Building on these meetings with teachers, SBU decided to conduct a neighborhood tour for local educators. Members wanted to challenge stereotypes about local youth and to demonstrate to teachers SBU’s power to win improvements in the neighborhood. They also wanted to show the value of working with the organization. In August 2004, after several months of negotiation, SBU led a neighborhood tour for 160 teachers and administrators from Walton and Roosevelt and their small high schools. The tour concluded with focus groups on improving student-teacher relationships and communication in these schools. SBU has subsequently organized a series of meetings with teachers to discuss joint action to improve student-teacher communication on Walton campus.

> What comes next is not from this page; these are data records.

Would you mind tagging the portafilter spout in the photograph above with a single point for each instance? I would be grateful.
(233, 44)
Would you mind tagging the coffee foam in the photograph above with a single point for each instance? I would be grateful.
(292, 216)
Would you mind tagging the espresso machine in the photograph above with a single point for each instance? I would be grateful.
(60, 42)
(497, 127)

In these discussions, youth learned that teachers felt overwhelmed by the increasing overcrowding on Walton campus. The campus is in transition and houses three new schools in addition to the Walton high school program, which is being phased out. Since the introduction of small schools in 2002, building utilization has steadily increased. The school is currently at 175 percent of capacity, and has drawn extensive media coverage for violence between students and confrontations between students and police. In response to overcrowding, many teachers do not have assigned rooms, which they believe impedes their ability to connect with students outside of the classroom.

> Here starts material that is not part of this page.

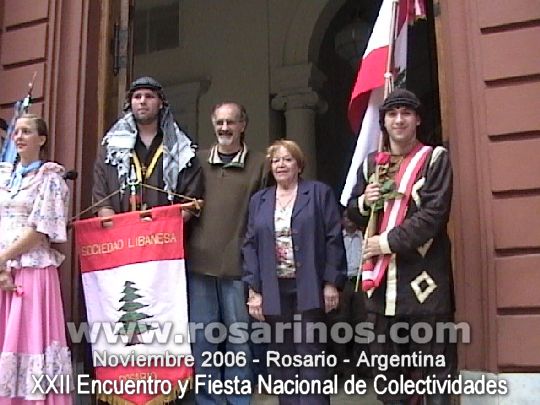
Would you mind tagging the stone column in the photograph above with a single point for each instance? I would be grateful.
(184, 101)
(300, 109)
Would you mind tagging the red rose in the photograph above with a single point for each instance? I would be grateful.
(382, 158)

Youth began organizing to confront the growing chaos and instability on the Walton campus. Youth and parents held a press conference outside the school to protest the Department of Education’s decision to place another small school on the Walton campus. Since December 2004, SBU has been meeting with local administrators to discuss its recommendations for stabilizing the school. These recommendations include:
- Reducing overcrowding by moving small schools into their own facilities.
- Suspending the creation of new small schools on the Walton campus until the overcrowding is sufficiently reduced.
- Reconfiguring the Walton facility so that each small school has its own space and identity.
- Expanding conflict reduction programs that involve young people as peer mediators.
- Providing gang mediation.
- Suspending the use of aggressive police tactics in the school that exacerbate the climate of suspicion and distrust on the campus.
SBU is currently negotiating with local school administrators to conduct building-wide student meetings to elicit youth perspectives on reform and school improvement. SBU has already begun surveying youth regarding their perceptions of safety and community in the school and hopes to survey teachers as well. Once the school is stabilized, youth hope to work with teachers to create a comprehensive school counseling program that would include an attendance improvement program and academic support for struggling students.
Historically, education reform has always been in the hands of educators outside of the classroom: policymakers, government officials, and even private foundations. There’s been little or no involvement from parents, classroom teachers, and students. Of these groups, youth are the largest and most silenced group in educational decision-making.
While the small schools movement has opened a door for youth voices, top-down models have circumscribed youth roles. SBU’s work challenges all who are engaged in the complex work of school reform to think bigger about the possibilities of youth engagement — to move beyond youth voices to embrace the possibilities of youth leadership and agency. Doing so will help ensure that the decisions made by the top will bear fruit at the bottom.